Jim Krane, Wallace S. Wilson Fellow for Energy Studies at Rice University’s Baker Institute for Public Policy, says that there may be a link between bread riots and democratic concessions. “The idea being that democracy and patronage are substitutes, and when patronage spending is unavailable, regimes respond with democratic openings (otherwise they increase repression)…Bread riots tend to be viewed as ‘taxpayer revolts’ in the culture of the Middle East, since income taxes are generally nonexistent, and a decrease in government subsidy thus has the same effect on personal incomes.”

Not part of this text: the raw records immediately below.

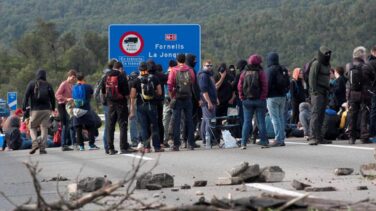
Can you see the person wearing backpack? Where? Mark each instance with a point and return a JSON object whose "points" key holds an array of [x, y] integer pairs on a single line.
{"points": [[116, 91], [63, 96], [370, 71], [180, 82], [298, 93], [83, 116], [319, 77], [253, 90], [40, 97], [209, 101], [278, 86], [358, 96], [145, 91]]}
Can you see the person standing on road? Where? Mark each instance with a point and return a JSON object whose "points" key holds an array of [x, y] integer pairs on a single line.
{"points": [[115, 89], [63, 96], [209, 101], [146, 90], [279, 82], [319, 77], [253, 90], [40, 97], [180, 82]]}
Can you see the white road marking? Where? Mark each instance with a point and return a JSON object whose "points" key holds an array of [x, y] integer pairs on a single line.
{"points": [[138, 156], [334, 145], [273, 189]]}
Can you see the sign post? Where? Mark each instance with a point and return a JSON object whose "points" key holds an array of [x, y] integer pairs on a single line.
{"points": [[12, 100], [134, 43]]}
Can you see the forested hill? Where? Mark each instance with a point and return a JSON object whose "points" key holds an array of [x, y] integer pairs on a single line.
{"points": [[230, 29]]}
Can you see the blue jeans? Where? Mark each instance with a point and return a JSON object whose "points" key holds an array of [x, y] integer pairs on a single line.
{"points": [[135, 129], [148, 118], [276, 108], [105, 143], [186, 106], [207, 116], [249, 108]]}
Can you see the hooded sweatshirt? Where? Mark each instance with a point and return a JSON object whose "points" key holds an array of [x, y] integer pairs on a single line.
{"points": [[171, 82], [272, 71], [30, 99], [319, 74]]}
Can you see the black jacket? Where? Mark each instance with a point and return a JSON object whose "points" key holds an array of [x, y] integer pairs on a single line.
{"points": [[122, 85], [30, 100]]}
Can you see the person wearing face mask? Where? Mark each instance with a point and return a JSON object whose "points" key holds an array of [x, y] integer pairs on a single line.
{"points": [[319, 77], [209, 100]]}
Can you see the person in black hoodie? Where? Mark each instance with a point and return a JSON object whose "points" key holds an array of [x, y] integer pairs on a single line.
{"points": [[115, 89], [40, 97]]}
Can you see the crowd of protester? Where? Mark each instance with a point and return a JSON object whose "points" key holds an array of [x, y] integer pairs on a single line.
{"points": [[258, 102]]}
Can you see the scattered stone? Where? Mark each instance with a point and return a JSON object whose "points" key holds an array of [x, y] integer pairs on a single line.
{"points": [[368, 170], [229, 181], [343, 171], [153, 187], [252, 171], [200, 183], [90, 184], [299, 185], [201, 199], [164, 180], [185, 187], [362, 188], [319, 189], [72, 188], [236, 170], [271, 174]]}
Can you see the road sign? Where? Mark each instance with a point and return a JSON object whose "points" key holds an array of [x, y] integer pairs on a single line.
{"points": [[134, 43], [12, 100]]}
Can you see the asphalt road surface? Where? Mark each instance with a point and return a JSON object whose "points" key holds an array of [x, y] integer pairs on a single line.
{"points": [[310, 164]]}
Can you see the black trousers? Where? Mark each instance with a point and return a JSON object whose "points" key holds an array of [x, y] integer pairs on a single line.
{"points": [[117, 112], [318, 103]]}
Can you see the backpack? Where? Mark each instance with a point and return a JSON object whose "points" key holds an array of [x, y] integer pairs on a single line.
{"points": [[79, 95], [183, 85], [251, 85], [147, 88], [41, 91], [355, 77], [282, 79], [112, 88]]}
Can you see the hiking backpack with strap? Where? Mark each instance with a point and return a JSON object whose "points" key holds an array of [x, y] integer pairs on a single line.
{"points": [[41, 91], [112, 88], [147, 88], [183, 85], [251, 85], [355, 77], [79, 95]]}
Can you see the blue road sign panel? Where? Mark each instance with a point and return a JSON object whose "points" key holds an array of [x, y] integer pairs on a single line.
{"points": [[134, 43], [12, 100]]}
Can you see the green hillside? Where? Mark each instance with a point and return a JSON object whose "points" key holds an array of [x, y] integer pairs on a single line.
{"points": [[64, 34]]}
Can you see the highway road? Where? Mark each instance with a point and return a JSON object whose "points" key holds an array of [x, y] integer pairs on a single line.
{"points": [[310, 164]]}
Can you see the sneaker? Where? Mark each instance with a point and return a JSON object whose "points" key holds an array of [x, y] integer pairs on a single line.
{"points": [[112, 152], [312, 142], [127, 151], [93, 147], [33, 150], [66, 148], [159, 150]]}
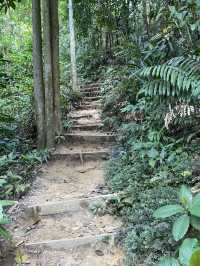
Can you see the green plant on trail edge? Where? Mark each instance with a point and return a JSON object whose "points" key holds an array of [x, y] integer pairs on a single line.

Egypt is experiencing a continuing economic crisis characterized by corruption, a widening budget deficit, sluggish growth, soaring prices, energy shortages, high unemployment and entrenched poverty. If the smart-card worsens the well-being of many poor Egyptians, unrest is likely to follow.

Recently-elected President Abdel Fattah El-Sisi will also have to balance the unpredictable impact of reforming bread allocation, alongside the impact of reducing costly energy subsidies. In discussing bread subsidies, many analysts have agreed that they need to be reduced but argue that it is energy subsidies that seriously undermine Egypt’s economy. “I am not worried about subsidizing the Egyptians when it comes to bread” says Beshai, “I am worried about the energy subsidy on which a lot must be done and can be done and it is long overdue.”

Energy subsidies will account for as much as $19 billion in the next fiscal year reported the Guardian. A surprise 78% rise in fuel prices earlier this month prompted protests by taxi and micro-bus drivers. A wider austerity program is also likely to increase the pressure on impoverished and struggling Egyptians. According to Mada Masr, with inflation at 9.1%, many ordinary Egyptians are struggling and the average Egyptian family now spends 40% of their income on food.

Given these pressures, the reform of bread subsidies carries substantial risks. It will require a deft touch from a bureaucratic system that is notorious for being heavy-handed.